David & Goliath: AstraZeneca versus Hikma Pharmaceuticals

astrazenecaBig cap FTSE 100 shares are ever popular, but I sometimes wonder whether looking down the food chain, perhaps at companies in the FTSE 250 index, could produce an investment idea that’s equally solid, but with potentially more exciting forward prospects.

To test the theory, I’m contrasting AstraZeneca (LSE: AZN) (NYSE: AZN.US) with its far smaller rival Hikma Pharmaceuticals (LSE: HIK). AstraZeneca’s £48,420 million market capitalisation makes it 20 times the size of Hikma Pharmaceuticals, with its £2,407 million valuation. That David-and-Goliath situation underlines the success that AstraZeneca has enjoyed and suggests that Hikma Pharmaceuticals has plenty of room to grow.

The business models

The companies have different business models. AstraZeneca spends millions on research & development to generate a pipeline of patent-protected drugs, which it then markets exclusively for a premium sales price. In recent years, however that strategy has been problematic — many best-selling products have timed-out on patent protection, losing their ‘exclusivity’ and allowing generic competition to enter the market, which has stymied earnings’ growth.

Hikma Pharmaceuticals is one of the companies that compete by producing generic drugs once a product’s exclusivity has lapsed. The firm also deals with in-licensed pharmaceutical products, providing the marketing and distribution expertise and resources for products developed by other firms.

Both AstraZeneca and Hikma Pharmaceuticals count their product offerings in the hundreds. AstraZeneca’s biggest market is the US with around 38% of sales, followed by Western Europe with 23%, Emerging Markets with 21% and 18% from the rest of the world. Hikma Pharmaceuticals sells 56% of its goods to the Middle East and North Africa, 36% to the US, and 8% to Europe and the rest of the world.

Growth records

The two strategies have produced different financial outcomes. AstraZeneca has achieved a compound annual growth rate (CAGR) of 3.5% for earnings per share over the last five years. That’s supported a CAGR of 6.4% for the dividend.
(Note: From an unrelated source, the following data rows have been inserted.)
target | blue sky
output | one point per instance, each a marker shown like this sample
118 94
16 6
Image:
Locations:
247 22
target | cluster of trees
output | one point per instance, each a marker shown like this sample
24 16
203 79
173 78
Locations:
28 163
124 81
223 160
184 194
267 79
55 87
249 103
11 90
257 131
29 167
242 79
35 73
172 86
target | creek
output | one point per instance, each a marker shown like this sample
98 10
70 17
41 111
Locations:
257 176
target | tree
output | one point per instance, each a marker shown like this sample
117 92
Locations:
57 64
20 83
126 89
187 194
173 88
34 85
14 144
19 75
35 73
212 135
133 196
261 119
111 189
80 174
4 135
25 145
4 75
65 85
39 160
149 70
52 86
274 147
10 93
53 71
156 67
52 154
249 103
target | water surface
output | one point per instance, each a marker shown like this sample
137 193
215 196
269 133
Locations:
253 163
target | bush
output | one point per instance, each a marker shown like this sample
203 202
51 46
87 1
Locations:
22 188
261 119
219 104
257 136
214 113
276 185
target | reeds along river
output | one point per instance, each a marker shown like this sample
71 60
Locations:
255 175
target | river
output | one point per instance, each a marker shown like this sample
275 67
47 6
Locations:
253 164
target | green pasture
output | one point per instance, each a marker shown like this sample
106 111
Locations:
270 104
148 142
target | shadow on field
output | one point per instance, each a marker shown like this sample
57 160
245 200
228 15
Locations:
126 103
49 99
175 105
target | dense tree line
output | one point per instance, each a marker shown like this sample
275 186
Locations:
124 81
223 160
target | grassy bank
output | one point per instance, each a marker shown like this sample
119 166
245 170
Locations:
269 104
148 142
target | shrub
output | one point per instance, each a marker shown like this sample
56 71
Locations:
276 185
Hikma Pharmaceuticals has done better with a CAGR of 11.3% for earnings supporting 16.4% annualised growth in the dividend over the same five-year period.

City analysts expect AstraZeneca’s earnings to fall by 24% for 2013, then down a further 10% in 2014 and come in flat for 2015. That contrasts with Hikma Pharmaceuticals, which they expect to achieve earnings growth of 80% for 2013, then down 13% for 2014, but up 12% in 2015.

Hikma pharmaceuticals is the clear winner on forward earnings’ growth prospects.


At today’s 3,906p share price, AstraZeneca’s forward P/E ratio is running at about 15 for 2015. For that, investors tap into a 4.4% forward dividend yield with the payout covered about 1.5 times by forward earnings.

Meanwhile, at a share price of 1213p, Hikma Pharmaceutical’s P/E ratio is at 18.5 for 2015. Earnings cover the forward dividend 3.5 times and the forward yield is 1.5%.

What now?

AstraZeneca looks good for its dividend but, given its lacklustre growth outlook, I find Hikma Pharmaceuticals valuation and prospects more attractive and I think the firm is a good candidate for further research with a view to buying on share-price dips.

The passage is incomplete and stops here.